NEW YORK (Reuters) - A slip of the finger led Bear Stearns Cos. Inc. <http://www.reuters.com/quote.jhtml?ticker=BSC.N&qtype=sym&qcat=news>
BSC.N on Wednesday to erroneously enter an order to sell $4 billion worth of stocks, fueling an already tumbling market.
 
The order about 20 minutes before the closing bell was the result of a "clerical error" and should have been entered as $4 million, the New York Stock Exchange said in a statement. All but $622 million of the orders were canceled before execution, it said.
 
Bear Stearns told Reuters the error will have no material impact on the company and declined to comment further.
 
After a seesaw session, stocks sank in trading Wednesday. The Standard & Poor's 500 stock index fell about 3 points between 3:40 p.m. and 3:46 p.m.

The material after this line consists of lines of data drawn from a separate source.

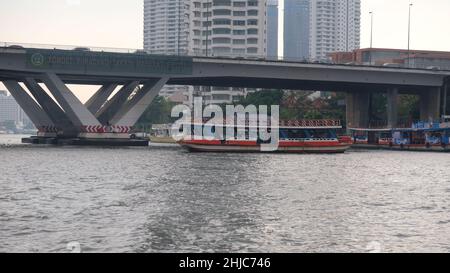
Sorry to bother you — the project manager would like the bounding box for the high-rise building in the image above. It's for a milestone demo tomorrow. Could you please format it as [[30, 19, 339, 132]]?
[[0, 90, 30, 125], [144, 0, 190, 55], [144, 0, 190, 99], [310, 0, 361, 61], [267, 0, 279, 58], [190, 0, 267, 57], [284, 0, 311, 60], [144, 0, 267, 103], [189, 0, 267, 104]]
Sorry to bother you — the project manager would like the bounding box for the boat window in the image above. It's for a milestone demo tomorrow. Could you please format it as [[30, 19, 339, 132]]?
[[286, 129, 308, 139], [310, 129, 335, 138]]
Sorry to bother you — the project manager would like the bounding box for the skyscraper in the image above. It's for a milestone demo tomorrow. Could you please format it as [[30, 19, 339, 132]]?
[[284, 0, 311, 60], [267, 0, 279, 57], [144, 0, 267, 103], [144, 0, 190, 55], [144, 0, 190, 99], [310, 0, 361, 60], [190, 0, 267, 104], [190, 0, 266, 57]]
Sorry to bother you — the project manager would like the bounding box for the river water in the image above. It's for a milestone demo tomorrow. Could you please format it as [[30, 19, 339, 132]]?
[[0, 136, 450, 252]]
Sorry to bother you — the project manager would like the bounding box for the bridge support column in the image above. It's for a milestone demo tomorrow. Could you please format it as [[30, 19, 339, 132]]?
[[43, 73, 101, 128], [346, 92, 370, 128], [441, 82, 448, 116], [84, 84, 117, 115], [3, 80, 56, 136], [110, 78, 169, 126], [420, 87, 441, 121], [24, 78, 78, 137], [387, 88, 398, 128], [96, 81, 139, 125]]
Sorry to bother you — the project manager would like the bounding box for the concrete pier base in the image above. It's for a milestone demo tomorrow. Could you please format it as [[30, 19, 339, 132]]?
[[420, 88, 441, 121], [387, 88, 399, 128]]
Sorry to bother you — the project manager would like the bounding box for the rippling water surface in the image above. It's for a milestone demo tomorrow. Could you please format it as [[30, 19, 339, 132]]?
[[0, 136, 450, 252]]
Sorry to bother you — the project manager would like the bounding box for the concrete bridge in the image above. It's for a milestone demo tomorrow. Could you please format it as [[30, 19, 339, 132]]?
[[0, 44, 450, 142]]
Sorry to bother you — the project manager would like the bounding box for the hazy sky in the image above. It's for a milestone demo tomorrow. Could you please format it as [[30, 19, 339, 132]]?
[[0, 0, 450, 99]]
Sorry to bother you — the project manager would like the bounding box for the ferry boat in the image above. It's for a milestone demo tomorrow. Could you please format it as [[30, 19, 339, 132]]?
[[150, 124, 176, 144], [178, 120, 351, 153], [350, 119, 450, 152]]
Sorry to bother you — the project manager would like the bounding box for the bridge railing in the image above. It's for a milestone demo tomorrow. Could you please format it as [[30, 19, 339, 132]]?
[[0, 42, 448, 71]]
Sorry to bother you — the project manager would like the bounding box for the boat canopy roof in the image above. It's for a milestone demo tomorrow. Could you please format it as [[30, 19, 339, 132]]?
[[182, 120, 342, 130]]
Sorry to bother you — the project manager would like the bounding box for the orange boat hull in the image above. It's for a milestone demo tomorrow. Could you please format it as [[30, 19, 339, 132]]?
[[179, 140, 350, 153]]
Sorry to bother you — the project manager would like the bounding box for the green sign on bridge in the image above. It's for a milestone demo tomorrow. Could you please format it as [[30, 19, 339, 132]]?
[[27, 49, 193, 75]]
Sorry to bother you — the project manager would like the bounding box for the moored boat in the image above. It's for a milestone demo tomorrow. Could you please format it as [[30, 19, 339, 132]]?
[[178, 120, 351, 153], [149, 124, 176, 144], [350, 122, 450, 152]]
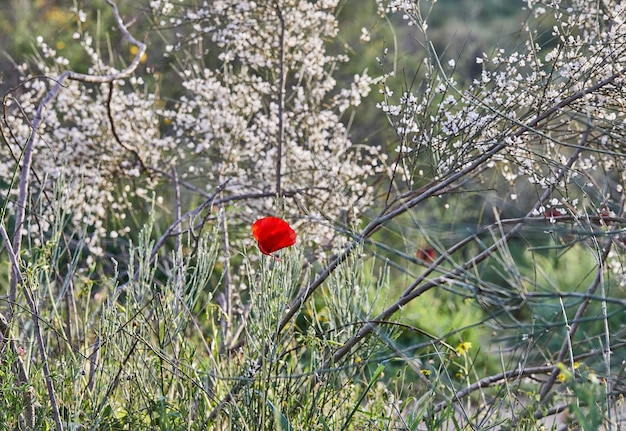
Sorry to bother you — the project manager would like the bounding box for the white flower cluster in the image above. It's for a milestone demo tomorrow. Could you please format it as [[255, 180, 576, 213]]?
[[379, 0, 626, 281], [154, 0, 383, 253], [0, 0, 384, 256]]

EDT to below 827. The index closed at 827.91, down 20 points on the day.
 
"When a large brokerage house like Bear Stearns sells a large quantity of anything, people assume Bear Stearns knows something and it will move the price," said Daniel Weaver, associate professor of finance at the Zicklin School of Business at New York's Baruch College. "It was a bear sign from Bear Stearns."
 
The NYSE said the sell orders were for $4 billion worth of "S&P securities," in reference to stocks that are part of Standard & Poor's indices. It could not be reached for further clarification as to which stocks may have been affected.
 
"It's not very common," said Richard Repetto, an analyst with Putnam Lovell NBF, of seeing this type of error on the New York Stock Exchange. "This is a human error; it's not an electronic error."
 
A source familiar with the situation said the erroneous order was the fault of a clerk not a trader.
 
Weaver said he expects Bear Stearns to try to unwind, or cancel, the trades that were executed.
 
"But you have to have the other person willing to do it," he said. "It depends on their relationship with the other brokers. Since it happens to everybody, some of them are going to be willing to do it to the extent that they can."
 
This past June, shares of Nasdaq share dealer Knight Trading Group dropped more than 50 percent in before-the-bell trading after a software glitch triggered an accidental wave of selling in its own shares.
 
In May 2001, U.K. stocks tumbled shortly before the close after a Lehman Brothers dealer miskeyed a large sell order.
 
Errors like the one witnessed Wednesday tend to occur when clerks type in the wrong ticker symbol or the wrong price for a stock, Weaver said.
 
"I bet you everyone now tweaks their systems to make sure that they catch orders that are extraordinarily large," he said.